Blog
Research after thirty years

When UNU-WIDER was founded, and I was privileged to be associated with the research being undertaken by the new institute—the main challenges of development included the huge burden of poverty across the world as well as extensive economic and social inequalities, related to class, gender and other barriers. There were also major differences between nations, and sometimes within large nations, as in China, India, or Brazil. Some of these challenges are being systematically addressed in ways that the research initiated at UNU-WIDER thirty years ago helped to identify. There has been progress in these fields, though much more needs to be done, and these problems of deprivation and disparity must remain on the agenda of what we called ‘research for action’ in the early initiatives by UNU-WIDER.

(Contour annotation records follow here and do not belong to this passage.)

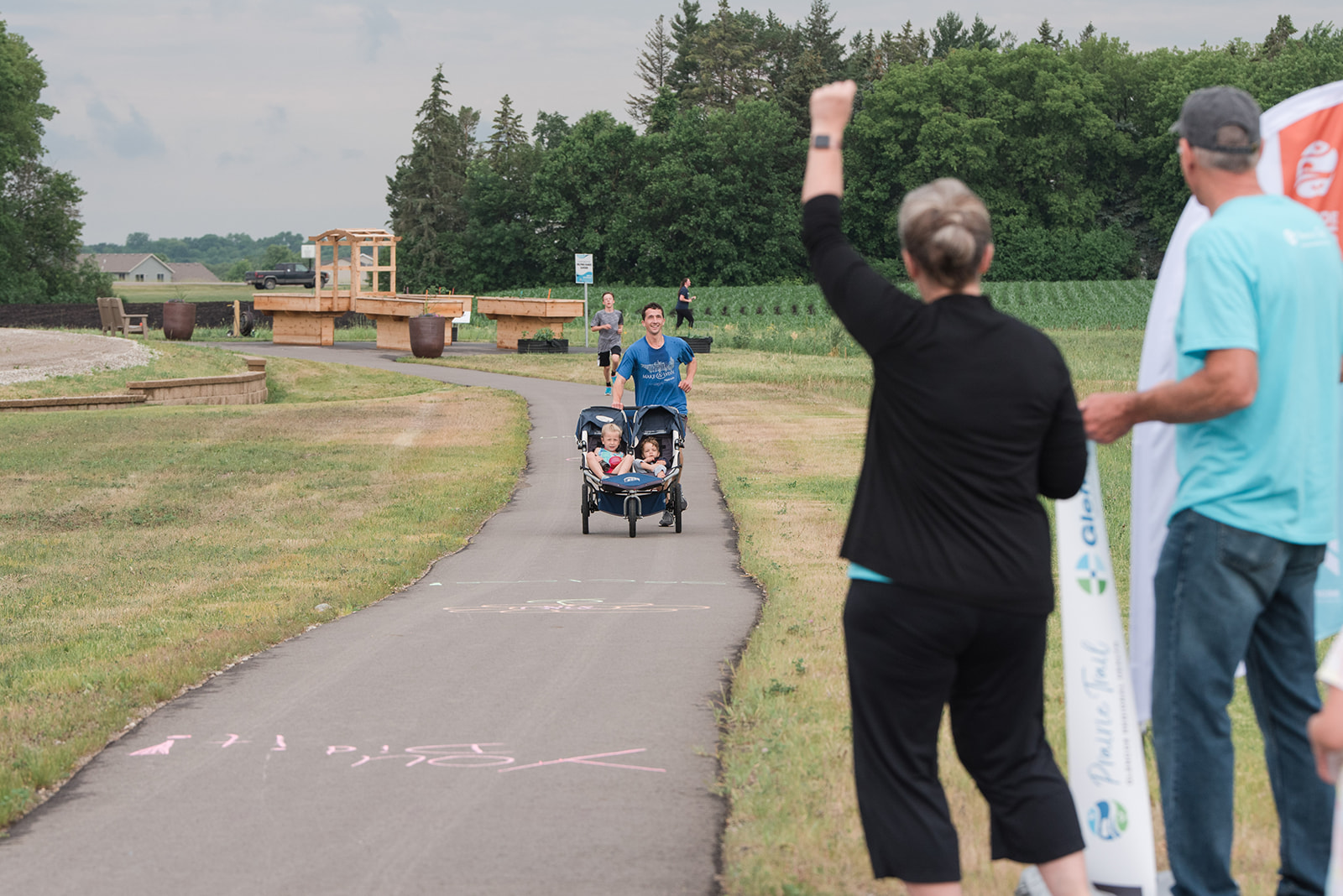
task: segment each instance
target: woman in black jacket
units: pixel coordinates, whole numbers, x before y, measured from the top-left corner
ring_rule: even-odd
[[[990,806],[994,858],[1039,865],[1054,896],[1091,892],[1068,783],[1044,728],[1049,520],[1086,443],[1062,355],[980,292],[988,212],[939,180],[900,207],[901,256],[923,298],[894,288],[839,229],[841,141],[854,85],[811,97],[803,241],[845,327],[873,362],[862,473],[841,555],[854,777],[877,877],[915,896],[960,892],[937,781],[951,706],[966,770]]]

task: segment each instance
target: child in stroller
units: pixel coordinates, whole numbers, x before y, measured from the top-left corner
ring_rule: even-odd
[[[620,424],[608,423],[602,427],[602,444],[587,452],[588,469],[599,479],[619,476],[630,472],[634,467],[634,455],[620,452],[620,443],[624,440],[624,431]]]
[[[645,436],[639,443],[638,457],[634,465],[642,472],[653,473],[658,479],[666,479],[667,461],[662,459],[662,445],[657,436]]]
[[[615,432],[620,439],[615,440]],[[583,471],[583,534],[588,533],[588,518],[594,511],[624,516],[630,524],[630,538],[637,534],[641,516],[663,514],[665,522],[676,524],[681,531],[681,511],[685,500],[681,498],[681,449],[685,447],[685,423],[676,408],[649,405],[641,408],[588,408],[579,413],[575,432]],[[604,448],[606,441],[616,441],[615,448]],[[633,445],[651,441],[655,447],[643,448],[654,459],[666,464],[662,476],[631,468],[635,464]],[[594,452],[604,449],[624,456],[631,467],[615,475],[602,475],[603,467],[594,468]],[[630,453],[626,453],[630,452]],[[596,455],[600,459],[602,455]]]

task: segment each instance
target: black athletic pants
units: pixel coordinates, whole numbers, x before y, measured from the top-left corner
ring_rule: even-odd
[[[1046,620],[850,582],[853,766],[877,877],[960,880],[937,781],[945,704],[956,754],[988,801],[992,857],[1039,864],[1082,848],[1068,782],[1045,740]]]

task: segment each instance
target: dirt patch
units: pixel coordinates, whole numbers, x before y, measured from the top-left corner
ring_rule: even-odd
[[[153,349],[128,338],[0,329],[0,384],[120,370],[149,363]]]

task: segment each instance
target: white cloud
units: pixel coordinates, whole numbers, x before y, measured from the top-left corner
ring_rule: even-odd
[[[164,154],[167,149],[164,141],[134,106],[125,119],[115,115],[101,99],[93,99],[86,111],[94,123],[98,141],[110,146],[120,158],[153,158]]]
[[[12,0],[0,12],[47,72],[43,102],[60,110],[47,164],[87,190],[85,237],[381,227],[385,177],[410,149],[415,110],[442,62],[453,103],[482,113],[504,94],[524,114],[575,121],[604,109],[626,119],[635,58],[677,0]],[[811,0],[732,0],[784,21]],[[830,0],[846,39],[928,28],[945,8]],[[701,0],[704,17],[713,0]],[[1074,36],[1088,21],[1135,50],[1258,40],[1277,12],[1250,0],[976,0],[990,24],[1026,39],[1039,19]],[[1338,17],[1317,0],[1299,28]],[[299,189],[302,204],[257,197]]]

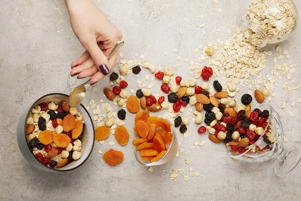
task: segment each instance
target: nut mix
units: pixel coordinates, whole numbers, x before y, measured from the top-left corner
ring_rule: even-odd
[[[35,157],[45,165],[59,168],[81,157],[84,130],[83,116],[76,108],[65,102],[62,106],[42,103],[31,110],[26,135]]]

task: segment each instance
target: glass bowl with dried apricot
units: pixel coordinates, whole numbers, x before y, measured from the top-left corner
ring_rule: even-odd
[[[92,119],[83,105],[69,107],[68,100],[64,94],[45,95],[20,118],[18,145],[25,158],[39,169],[71,170],[91,154],[94,143]]]
[[[148,111],[140,111],[136,115],[133,130],[138,136],[132,144],[139,163],[147,166],[162,165],[177,154],[177,133],[168,120],[149,117]]]

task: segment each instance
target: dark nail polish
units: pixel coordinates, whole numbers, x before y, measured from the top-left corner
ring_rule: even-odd
[[[107,75],[109,72],[108,67],[105,64],[100,65],[99,66],[99,67],[98,68],[98,69],[99,69],[99,70],[100,70],[101,71],[102,74],[103,74],[104,75]]]

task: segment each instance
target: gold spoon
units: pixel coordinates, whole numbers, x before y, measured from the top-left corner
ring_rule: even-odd
[[[114,53],[123,45],[124,44],[124,41],[123,41],[117,43],[112,50],[112,51],[110,53],[110,54],[107,57],[108,60],[110,59]],[[89,80],[82,84],[79,85],[72,90],[69,96],[69,105],[70,106],[77,106],[83,101],[86,95],[86,87],[85,87],[85,85],[90,83],[90,79],[91,78],[89,79]]]

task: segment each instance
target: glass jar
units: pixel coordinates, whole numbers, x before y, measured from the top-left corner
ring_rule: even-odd
[[[258,47],[284,41],[296,28],[298,11],[293,0],[240,0],[240,4],[238,25]]]

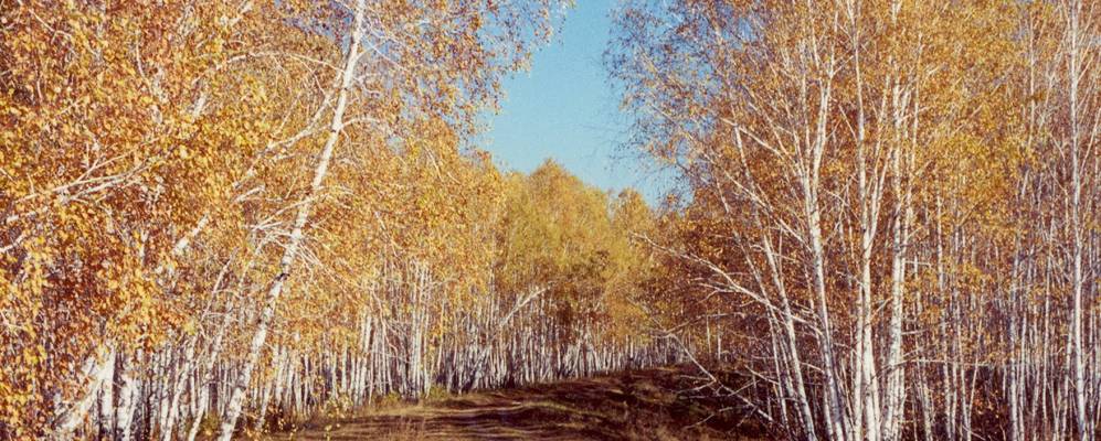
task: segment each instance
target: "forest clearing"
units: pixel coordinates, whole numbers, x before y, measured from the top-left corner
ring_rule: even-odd
[[[0,440],[292,433],[1097,440],[1101,3],[0,0]]]
[[[276,440],[764,440],[692,367],[628,370],[309,421]],[[699,389],[697,389],[699,388]],[[701,399],[702,398],[702,399]]]

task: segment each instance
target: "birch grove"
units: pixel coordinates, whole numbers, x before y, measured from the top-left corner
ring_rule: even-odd
[[[1098,439],[1101,4],[624,0],[649,206],[478,149],[569,3],[0,0],[0,439],[677,364],[776,439]]]
[[[1099,19],[629,1],[607,64],[684,189],[665,325],[750,373],[776,437],[1095,439]]]
[[[676,358],[634,325],[641,196],[472,142],[564,8],[0,2],[0,438],[230,439]]]

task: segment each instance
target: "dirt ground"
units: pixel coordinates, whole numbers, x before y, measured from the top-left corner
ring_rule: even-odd
[[[732,399],[688,368],[659,368],[487,390],[317,419],[267,440],[763,440]]]

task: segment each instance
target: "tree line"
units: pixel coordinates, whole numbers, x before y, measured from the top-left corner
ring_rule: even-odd
[[[1101,6],[627,3],[608,65],[685,189],[652,303],[756,418],[1097,439]]]
[[[689,363],[776,438],[1097,439],[1094,2],[627,0],[660,207],[470,148],[552,0],[0,7],[0,438]]]
[[[470,148],[564,4],[0,1],[0,438],[639,366],[642,197]]]

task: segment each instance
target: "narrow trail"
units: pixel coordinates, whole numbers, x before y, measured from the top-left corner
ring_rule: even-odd
[[[691,383],[679,368],[636,370],[373,410],[267,439],[766,439],[744,412],[688,397]]]

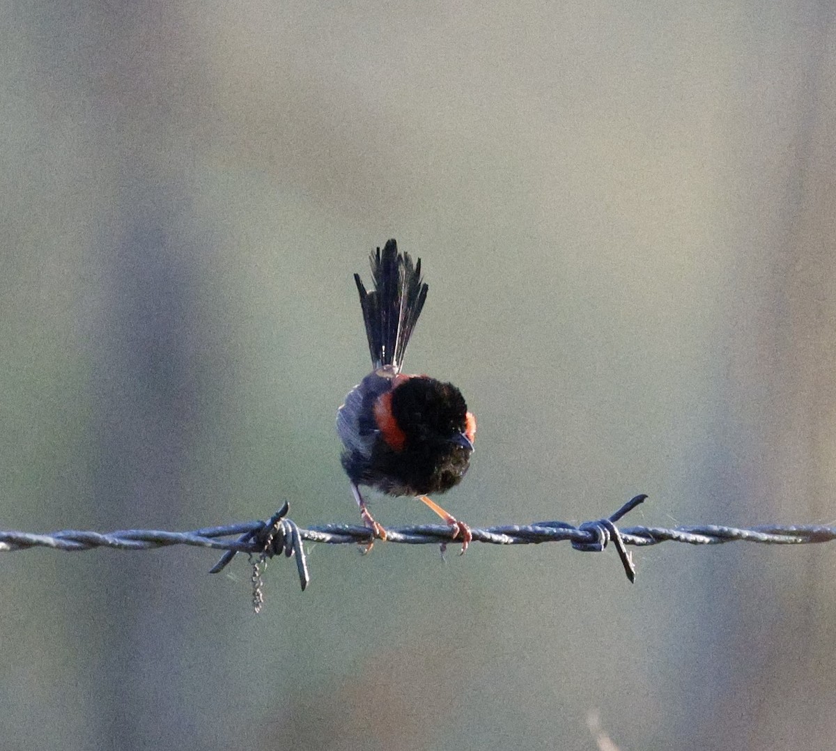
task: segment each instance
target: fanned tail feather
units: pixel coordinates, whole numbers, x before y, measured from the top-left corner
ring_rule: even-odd
[[[400,371],[429,289],[421,278],[421,258],[413,265],[410,254],[399,253],[389,240],[371,254],[371,274],[374,289],[368,291],[354,274],[369,353],[375,369],[390,365]]]

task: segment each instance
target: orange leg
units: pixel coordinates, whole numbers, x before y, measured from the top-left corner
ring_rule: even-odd
[[[372,534],[375,537],[379,539],[385,540],[386,539],[386,530],[375,522],[372,515],[369,513],[369,508],[366,507],[365,501],[363,499],[363,496],[360,495],[360,489],[354,483],[351,483],[351,493],[354,497],[354,500],[357,501],[357,505],[359,507],[360,518],[363,519],[363,524],[372,530]],[[365,554],[368,553],[374,547],[374,545],[375,540],[372,540],[366,545],[363,554]]]
[[[451,527],[453,528],[453,539],[460,537],[461,538],[461,551],[459,555],[464,555],[465,550],[467,549],[467,546],[471,544],[473,539],[473,534],[470,531],[470,527],[468,527],[464,522],[460,522],[455,516],[451,513],[448,513],[441,506],[438,505],[432,498],[427,498],[426,495],[418,496],[418,500],[422,501],[426,503],[433,511],[436,512],[441,519],[443,519]]]

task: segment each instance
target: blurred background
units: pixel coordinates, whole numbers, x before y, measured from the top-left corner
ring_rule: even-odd
[[[358,522],[351,275],[479,420],[472,525],[836,522],[824,0],[0,8],[0,528]],[[435,523],[375,498],[384,524]],[[836,547],[0,559],[4,749],[828,748]]]

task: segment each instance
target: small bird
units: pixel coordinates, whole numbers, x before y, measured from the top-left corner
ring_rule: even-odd
[[[415,496],[450,524],[461,553],[470,528],[427,498],[457,485],[470,463],[476,417],[461,392],[429,376],[400,372],[410,336],[426,300],[421,258],[399,253],[395,240],[371,254],[374,289],[354,274],[363,309],[372,371],[337,411],[344,447],[343,468],[364,524],[380,539],[386,531],[372,518],[360,493],[365,485],[393,496]],[[367,550],[370,549],[370,545]]]

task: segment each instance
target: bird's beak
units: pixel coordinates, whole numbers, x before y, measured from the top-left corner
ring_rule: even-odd
[[[462,448],[466,448],[467,451],[473,451],[473,442],[464,433],[456,433],[455,436],[452,436],[450,438],[450,442],[456,446],[461,446]]]

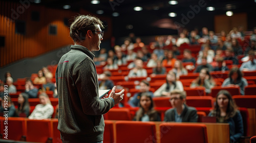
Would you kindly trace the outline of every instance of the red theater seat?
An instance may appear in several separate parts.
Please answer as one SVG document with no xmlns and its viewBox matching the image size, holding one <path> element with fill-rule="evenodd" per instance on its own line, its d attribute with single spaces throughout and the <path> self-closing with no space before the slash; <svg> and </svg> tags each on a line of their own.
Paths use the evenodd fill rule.
<svg viewBox="0 0 256 143">
<path fill-rule="evenodd" d="M 209 96 L 187 97 L 186 104 L 189 106 L 194 107 L 211 107 L 214 100 L 212 97 Z"/>
<path fill-rule="evenodd" d="M 184 87 L 187 96 L 205 96 L 205 88 L 204 87 L 197 87 L 195 88 Z"/>
<path fill-rule="evenodd" d="M 238 107 L 256 109 L 256 96 L 234 96 L 232 98 Z"/>
<path fill-rule="evenodd" d="M 216 98 L 219 91 L 221 90 L 226 90 L 231 96 L 234 96 L 240 94 L 240 89 L 238 87 L 221 87 L 216 86 L 211 88 L 211 96 Z"/>
<path fill-rule="evenodd" d="M 111 121 L 105 120 L 105 128 L 104 130 L 104 143 L 114 142 L 113 123 Z"/>
<path fill-rule="evenodd" d="M 62 142 L 60 139 L 60 132 L 58 130 L 58 119 L 52 118 L 51 122 L 53 127 L 52 143 Z"/>
<path fill-rule="evenodd" d="M 197 111 L 197 115 L 198 115 L 198 118 L 197 120 L 197 122 L 202 122 L 203 117 L 206 116 L 206 113 L 205 113 L 205 112 Z"/>
<path fill-rule="evenodd" d="M 27 121 L 26 141 L 47 142 L 52 137 L 52 134 L 50 120 Z"/>
<path fill-rule="evenodd" d="M 5 130 L 4 121 L 5 118 L 2 118 L 1 121 L 1 131 L 2 134 L 5 133 L 4 130 Z M 24 137 L 26 136 L 27 128 L 25 123 L 25 118 L 23 117 L 8 117 L 8 139 L 15 140 L 24 140 Z M 3 138 L 6 136 L 5 134 L 3 135 Z"/>
<path fill-rule="evenodd" d="M 117 121 L 116 125 L 116 142 L 157 142 L 154 122 Z"/>
<path fill-rule="evenodd" d="M 250 85 L 244 89 L 245 95 L 256 95 L 256 85 Z"/>
<path fill-rule="evenodd" d="M 206 126 L 202 124 L 162 123 L 161 143 L 207 143 Z"/>
<path fill-rule="evenodd" d="M 130 110 L 127 108 L 112 108 L 105 114 L 106 120 L 131 121 Z"/>
</svg>

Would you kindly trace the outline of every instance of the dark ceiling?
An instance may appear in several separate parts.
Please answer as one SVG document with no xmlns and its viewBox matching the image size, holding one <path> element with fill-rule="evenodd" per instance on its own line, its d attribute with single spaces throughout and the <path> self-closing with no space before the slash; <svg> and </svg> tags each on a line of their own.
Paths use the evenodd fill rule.
<svg viewBox="0 0 256 143">
<path fill-rule="evenodd" d="M 9 0 L 10 1 L 10 0 Z M 159 23 L 178 21 L 180 23 L 182 14 L 186 15 L 191 10 L 191 7 L 203 3 L 205 6 L 201 7 L 200 12 L 195 14 L 185 28 L 191 30 L 196 28 L 201 29 L 207 27 L 210 30 L 214 30 L 214 16 L 225 14 L 227 10 L 232 10 L 234 13 L 247 13 L 248 28 L 255 27 L 256 15 L 256 0 L 177 0 L 178 4 L 170 5 L 168 0 L 99 0 L 99 4 L 92 4 L 91 0 L 41 0 L 39 4 L 47 7 L 62 9 L 63 6 L 69 5 L 70 10 L 79 12 L 82 9 L 96 14 L 98 10 L 103 10 L 102 16 L 112 17 L 113 19 L 113 35 L 121 37 L 134 32 L 140 36 L 157 34 L 177 34 L 175 28 L 163 29 L 156 26 Z M 134 7 L 140 6 L 143 10 L 135 11 Z M 208 11 L 207 7 L 214 7 L 215 10 Z M 119 13 L 119 16 L 113 17 L 113 12 Z M 170 17 L 168 14 L 175 12 L 177 16 Z M 251 19 L 253 19 L 253 20 Z M 130 26 L 130 27 L 129 27 Z M 132 26 L 132 29 L 128 27 Z"/>
</svg>

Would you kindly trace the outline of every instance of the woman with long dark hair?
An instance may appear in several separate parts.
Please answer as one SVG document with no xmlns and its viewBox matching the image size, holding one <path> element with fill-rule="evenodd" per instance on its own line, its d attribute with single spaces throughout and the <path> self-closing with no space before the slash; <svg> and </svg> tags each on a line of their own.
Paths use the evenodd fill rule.
<svg viewBox="0 0 256 143">
<path fill-rule="evenodd" d="M 199 76 L 194 80 L 190 85 L 191 87 L 198 86 L 205 87 L 206 93 L 210 93 L 211 88 L 215 86 L 215 82 L 207 68 L 201 70 Z"/>
<path fill-rule="evenodd" d="M 183 91 L 183 85 L 180 81 L 176 81 L 176 74 L 175 73 L 168 73 L 166 80 L 166 82 L 154 93 L 155 97 L 170 96 L 170 91 L 174 89 Z"/>
<path fill-rule="evenodd" d="M 208 116 L 216 117 L 217 123 L 229 124 L 230 142 L 237 142 L 243 135 L 242 115 L 228 91 L 222 90 L 218 93 L 215 106 Z"/>
<path fill-rule="evenodd" d="M 244 87 L 248 85 L 247 81 L 243 78 L 243 74 L 238 67 L 230 69 L 229 78 L 226 79 L 222 83 L 222 87 L 234 86 L 240 88 L 240 93 L 244 94 Z"/>
<path fill-rule="evenodd" d="M 18 108 L 16 110 L 16 114 L 18 117 L 28 117 L 30 107 L 28 101 L 29 95 L 26 93 L 21 93 L 18 97 Z M 24 114 L 26 116 L 24 116 Z"/>
<path fill-rule="evenodd" d="M 141 94 L 140 99 L 140 108 L 136 112 L 134 120 L 141 121 L 161 121 L 157 111 L 154 109 L 153 100 L 151 95 L 147 93 Z"/>
</svg>

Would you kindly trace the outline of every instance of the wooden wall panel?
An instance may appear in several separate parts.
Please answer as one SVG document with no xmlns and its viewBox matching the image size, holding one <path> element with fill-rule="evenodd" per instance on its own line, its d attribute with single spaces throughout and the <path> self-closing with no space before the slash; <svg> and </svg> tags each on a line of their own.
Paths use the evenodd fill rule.
<svg viewBox="0 0 256 143">
<path fill-rule="evenodd" d="M 22 5 L 18 3 L 0 1 L 0 36 L 5 37 L 5 45 L 0 47 L 1 67 L 24 58 L 37 56 L 73 43 L 69 36 L 69 28 L 64 25 L 63 19 L 65 18 L 72 19 L 77 13 L 31 4 L 16 19 L 15 17 L 12 17 L 12 9 L 17 11 L 18 7 L 22 7 Z M 38 21 L 31 20 L 31 12 L 34 11 L 39 12 Z M 81 11 L 80 13 L 89 14 L 84 10 Z M 109 31 L 111 31 L 111 19 L 105 18 L 104 20 L 106 19 L 109 23 Z M 15 20 L 25 21 L 25 35 L 15 33 Z M 70 22 L 72 21 L 70 20 Z M 56 35 L 49 34 L 50 25 L 57 26 Z M 111 34 L 112 33 L 107 34 L 107 37 L 105 37 L 105 35 L 104 38 L 110 37 Z"/>
<path fill-rule="evenodd" d="M 215 33 L 220 33 L 224 30 L 228 33 L 234 27 L 239 26 L 244 27 L 244 29 L 247 29 L 247 14 L 246 13 L 234 13 L 231 16 L 225 14 L 218 15 L 215 16 Z"/>
</svg>

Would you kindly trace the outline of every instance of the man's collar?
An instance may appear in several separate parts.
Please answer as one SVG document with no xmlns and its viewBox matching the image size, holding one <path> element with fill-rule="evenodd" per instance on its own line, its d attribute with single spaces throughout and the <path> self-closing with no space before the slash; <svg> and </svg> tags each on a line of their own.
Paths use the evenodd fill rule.
<svg viewBox="0 0 256 143">
<path fill-rule="evenodd" d="M 95 56 L 92 52 L 91 52 L 91 51 L 90 51 L 87 47 L 82 45 L 79 44 L 72 45 L 70 48 L 71 49 L 76 49 L 82 51 L 89 56 L 92 60 L 93 60 L 93 58 L 95 57 Z"/>
</svg>

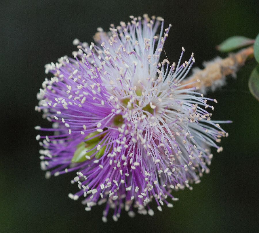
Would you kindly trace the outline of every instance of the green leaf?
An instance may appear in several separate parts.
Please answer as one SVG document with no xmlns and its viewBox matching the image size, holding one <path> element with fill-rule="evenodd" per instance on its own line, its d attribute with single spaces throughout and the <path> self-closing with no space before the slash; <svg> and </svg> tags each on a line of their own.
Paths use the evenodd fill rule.
<svg viewBox="0 0 259 233">
<path fill-rule="evenodd" d="M 256 36 L 254 45 L 254 58 L 259 63 L 259 34 Z"/>
<path fill-rule="evenodd" d="M 254 40 L 244 36 L 232 36 L 224 41 L 216 47 L 221 52 L 229 52 L 237 49 L 252 45 Z"/>
<path fill-rule="evenodd" d="M 259 101 L 259 65 L 253 70 L 248 81 L 250 92 Z"/>
</svg>

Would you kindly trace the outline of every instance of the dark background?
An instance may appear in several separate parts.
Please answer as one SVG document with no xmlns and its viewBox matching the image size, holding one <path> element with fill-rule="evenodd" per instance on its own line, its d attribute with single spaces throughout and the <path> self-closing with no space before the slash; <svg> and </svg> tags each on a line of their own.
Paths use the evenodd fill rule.
<svg viewBox="0 0 259 233">
<path fill-rule="evenodd" d="M 0 6 L 0 232 L 258 232 L 259 103 L 250 93 L 248 62 L 236 79 L 208 95 L 217 99 L 213 120 L 231 120 L 223 151 L 210 173 L 193 190 L 151 217 L 125 212 L 114 222 L 102 221 L 103 207 L 90 212 L 68 194 L 77 190 L 73 174 L 44 178 L 35 126 L 49 126 L 35 112 L 36 94 L 46 76 L 44 65 L 76 49 L 72 42 L 92 41 L 96 28 L 127 22 L 129 16 L 162 17 L 171 23 L 165 51 L 177 61 L 184 46 L 196 65 L 219 55 L 215 46 L 228 37 L 255 38 L 259 6 L 255 1 L 3 1 Z M 48 77 L 49 78 L 50 76 Z"/>
</svg>

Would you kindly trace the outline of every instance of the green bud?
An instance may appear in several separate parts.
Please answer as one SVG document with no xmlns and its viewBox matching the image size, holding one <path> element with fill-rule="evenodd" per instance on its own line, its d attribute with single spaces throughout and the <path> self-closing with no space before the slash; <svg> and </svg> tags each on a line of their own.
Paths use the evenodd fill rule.
<svg viewBox="0 0 259 233">
<path fill-rule="evenodd" d="M 79 146 L 82 143 L 79 144 Z M 96 149 L 89 151 L 94 148 L 97 143 L 92 143 L 87 145 L 84 143 L 84 144 L 78 146 L 77 149 L 74 153 L 74 156 L 71 160 L 72 163 L 81 163 L 87 160 L 85 155 L 91 156 L 97 151 Z"/>
<path fill-rule="evenodd" d="M 100 141 L 100 138 L 99 137 L 96 136 L 96 135 L 99 134 L 100 133 L 97 131 L 94 132 L 93 133 L 91 133 L 89 134 L 85 138 L 84 142 L 87 144 L 92 144 L 92 143 L 97 143 Z M 89 139 L 91 138 L 91 139 Z"/>
<path fill-rule="evenodd" d="M 98 159 L 101 157 L 104 154 L 104 151 L 106 148 L 106 146 L 104 146 L 101 147 L 100 150 L 98 151 L 95 155 L 95 157 Z"/>
</svg>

One of the new problems, the understanding of which has vastly expanded over the last few decades, is the fragility of the world’s environmental balance, connected with, for example, global warming. In seeking remedies to reduce carbon emission the possibility of nuclear power being used is being increasingly utilized, but this ‘solution’ is also creating problems of its own, related to the possibility of accidents, sabotage, and theft of nuclear materials by organized terrorist movements. The entire issue of sustainable energy has come much more to the forefront demanding new research

There is also the problem of terrorist disruption of economies and societies, and the disorder and suffering created by ill-thought-out attempts to fight terrorism, creating development problems of new kinds. The overall challenge of sustainable and injustice-reducing development includes new problems as well as old adversities. The 30th anniversary of UNU-WIDER’s establishment is a good moment to think about the needed priorities of ‘research for action’ today.